# Solved: Rockmelt for Linux? Maybe?



## lastrachris (Jan 17, 2010)

I have Rockmelt, the new web browser out there, on my Windows half of my computer, and I have to say I love it, but I was wondering if I could get it on my Linux Mint half of my computer. I did tons of googling, but everyone just either had something about Ubuntu in the article, or put Ubuntu as the heading... Which didn't make too much sense to me. Does anyone know how i might get this? And no, using WINE did not work.


----------



## arochester (Jan 17, 2007)

It's quite simple. Linux Mint is a derivation of Ubuntu, so just follow any Ubuntu instructions.

According to this: http://ishant-darklord.blogspot.com/2010/11/rockmelt-beta-browser-for-your-social.html you need an invitation.If you have it in Windows you must have an invitation. Can it just be downloaded again in Linux?

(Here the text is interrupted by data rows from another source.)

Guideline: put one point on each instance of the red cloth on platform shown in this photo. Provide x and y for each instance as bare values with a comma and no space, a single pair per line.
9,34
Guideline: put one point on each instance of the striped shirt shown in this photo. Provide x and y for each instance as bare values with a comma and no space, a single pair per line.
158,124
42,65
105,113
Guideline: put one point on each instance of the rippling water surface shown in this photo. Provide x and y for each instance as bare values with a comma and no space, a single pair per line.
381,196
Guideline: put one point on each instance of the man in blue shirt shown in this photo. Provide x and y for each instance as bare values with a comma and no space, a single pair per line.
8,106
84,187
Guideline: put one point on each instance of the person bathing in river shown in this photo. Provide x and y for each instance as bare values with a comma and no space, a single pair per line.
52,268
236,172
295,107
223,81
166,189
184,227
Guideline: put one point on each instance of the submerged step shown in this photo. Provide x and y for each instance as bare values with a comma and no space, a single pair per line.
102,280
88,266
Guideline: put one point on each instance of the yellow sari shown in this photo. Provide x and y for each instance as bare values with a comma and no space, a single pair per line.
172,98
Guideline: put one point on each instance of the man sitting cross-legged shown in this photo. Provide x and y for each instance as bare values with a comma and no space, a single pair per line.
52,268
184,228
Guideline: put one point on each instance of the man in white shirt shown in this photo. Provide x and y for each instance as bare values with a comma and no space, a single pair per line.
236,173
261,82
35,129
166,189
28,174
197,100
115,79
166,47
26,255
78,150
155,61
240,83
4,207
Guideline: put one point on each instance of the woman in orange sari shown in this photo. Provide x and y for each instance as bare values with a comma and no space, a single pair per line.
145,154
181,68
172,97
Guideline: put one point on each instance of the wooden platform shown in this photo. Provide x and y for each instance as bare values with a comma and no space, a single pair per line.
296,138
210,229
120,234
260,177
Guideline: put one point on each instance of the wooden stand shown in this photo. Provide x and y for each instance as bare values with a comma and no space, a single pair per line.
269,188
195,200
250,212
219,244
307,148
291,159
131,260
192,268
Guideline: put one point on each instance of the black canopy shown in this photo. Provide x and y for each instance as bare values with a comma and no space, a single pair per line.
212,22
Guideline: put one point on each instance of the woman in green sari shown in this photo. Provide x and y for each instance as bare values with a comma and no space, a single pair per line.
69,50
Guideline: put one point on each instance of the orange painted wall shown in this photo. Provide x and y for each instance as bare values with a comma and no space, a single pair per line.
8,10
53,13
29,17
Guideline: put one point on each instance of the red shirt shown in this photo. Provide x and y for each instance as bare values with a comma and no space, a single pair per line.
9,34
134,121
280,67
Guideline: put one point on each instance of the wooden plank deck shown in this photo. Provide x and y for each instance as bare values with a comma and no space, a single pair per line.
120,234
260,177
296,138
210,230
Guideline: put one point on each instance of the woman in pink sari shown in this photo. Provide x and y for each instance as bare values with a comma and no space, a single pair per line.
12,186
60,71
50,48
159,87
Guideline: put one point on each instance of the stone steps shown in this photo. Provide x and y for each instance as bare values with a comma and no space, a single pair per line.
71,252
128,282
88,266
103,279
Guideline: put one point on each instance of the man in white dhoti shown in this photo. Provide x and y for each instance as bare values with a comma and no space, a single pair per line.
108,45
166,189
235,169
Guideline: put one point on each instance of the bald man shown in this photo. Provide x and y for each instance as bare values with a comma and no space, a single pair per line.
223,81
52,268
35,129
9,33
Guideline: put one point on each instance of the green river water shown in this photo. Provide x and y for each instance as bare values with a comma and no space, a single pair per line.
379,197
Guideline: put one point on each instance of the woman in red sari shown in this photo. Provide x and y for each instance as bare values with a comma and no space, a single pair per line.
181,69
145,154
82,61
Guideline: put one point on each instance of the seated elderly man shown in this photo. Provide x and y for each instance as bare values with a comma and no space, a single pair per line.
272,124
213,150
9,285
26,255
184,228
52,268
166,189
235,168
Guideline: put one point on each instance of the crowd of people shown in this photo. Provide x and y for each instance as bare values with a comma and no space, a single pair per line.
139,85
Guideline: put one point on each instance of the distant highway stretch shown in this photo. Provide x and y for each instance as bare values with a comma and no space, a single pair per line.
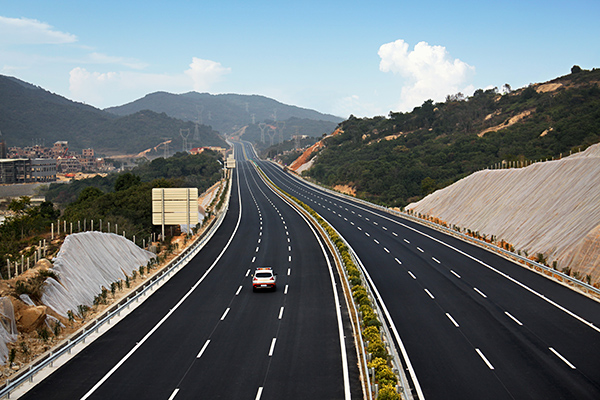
474,325
205,334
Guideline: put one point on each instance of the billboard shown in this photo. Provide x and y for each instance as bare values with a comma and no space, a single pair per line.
175,206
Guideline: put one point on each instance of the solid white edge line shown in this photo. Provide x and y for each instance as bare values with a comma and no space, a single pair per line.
513,318
172,310
344,356
562,358
174,394
272,349
490,366
225,314
347,394
541,296
452,319
203,349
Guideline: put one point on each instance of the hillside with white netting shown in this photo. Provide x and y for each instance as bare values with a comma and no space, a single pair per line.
550,208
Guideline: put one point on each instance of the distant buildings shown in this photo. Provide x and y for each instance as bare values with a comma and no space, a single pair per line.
42,164
198,150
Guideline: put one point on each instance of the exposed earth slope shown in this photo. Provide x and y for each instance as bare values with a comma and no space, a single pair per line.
550,208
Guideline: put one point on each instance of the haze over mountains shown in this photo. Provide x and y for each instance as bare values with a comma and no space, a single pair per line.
228,113
31,115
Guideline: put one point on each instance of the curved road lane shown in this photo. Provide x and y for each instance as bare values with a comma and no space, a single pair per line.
474,324
206,334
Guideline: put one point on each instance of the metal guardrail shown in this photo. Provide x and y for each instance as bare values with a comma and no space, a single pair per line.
506,253
80,336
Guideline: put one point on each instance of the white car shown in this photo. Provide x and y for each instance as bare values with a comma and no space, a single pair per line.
264,278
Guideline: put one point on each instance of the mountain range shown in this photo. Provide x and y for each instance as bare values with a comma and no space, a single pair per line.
398,159
31,115
228,113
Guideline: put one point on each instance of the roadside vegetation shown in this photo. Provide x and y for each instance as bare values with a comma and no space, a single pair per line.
380,358
403,157
122,199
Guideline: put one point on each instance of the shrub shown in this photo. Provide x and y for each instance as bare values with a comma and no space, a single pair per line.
371,333
43,334
387,392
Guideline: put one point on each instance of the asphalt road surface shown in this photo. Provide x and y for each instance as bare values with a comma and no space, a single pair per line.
205,334
474,325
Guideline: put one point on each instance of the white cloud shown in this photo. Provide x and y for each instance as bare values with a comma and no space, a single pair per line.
429,70
205,72
100,58
104,89
31,31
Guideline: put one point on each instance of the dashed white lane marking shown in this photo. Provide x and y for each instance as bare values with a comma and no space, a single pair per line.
452,319
225,314
513,318
272,347
562,358
203,349
490,366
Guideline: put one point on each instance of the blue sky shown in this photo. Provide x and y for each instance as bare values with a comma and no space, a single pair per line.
341,57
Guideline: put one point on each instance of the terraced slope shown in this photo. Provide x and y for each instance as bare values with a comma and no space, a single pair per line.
551,208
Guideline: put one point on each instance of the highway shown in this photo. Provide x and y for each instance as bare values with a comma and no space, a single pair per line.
206,334
474,325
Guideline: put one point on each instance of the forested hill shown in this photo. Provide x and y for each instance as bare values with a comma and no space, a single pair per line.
30,114
398,159
228,113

Which version of Mint? That will be based on a particular version of Ubuntu.


----------



## lastrachris (Jan 17, 2010)

Mint 9. It's based on 10.04. I have an invite, and I have it installed in Windows already. I will follow those directions and tell you what happens.


----------



## lastrachris (Jan 17, 2010)

I don't really see any directions on that page. Would you mind spelling them out for me? I have a few papers due today so I am not able to give full attention.


----------



## arochester (Jan 17, 2007)

I'm sorry. I take back what I said. Out of curiosity I asked for an invite, and yes, it is Windows and Mac only and doesn't work.

I've run out of ideas. Maybe we will just have to wait...


----------



## lastrachris (Jan 17, 2010)

*Tear drop*


----------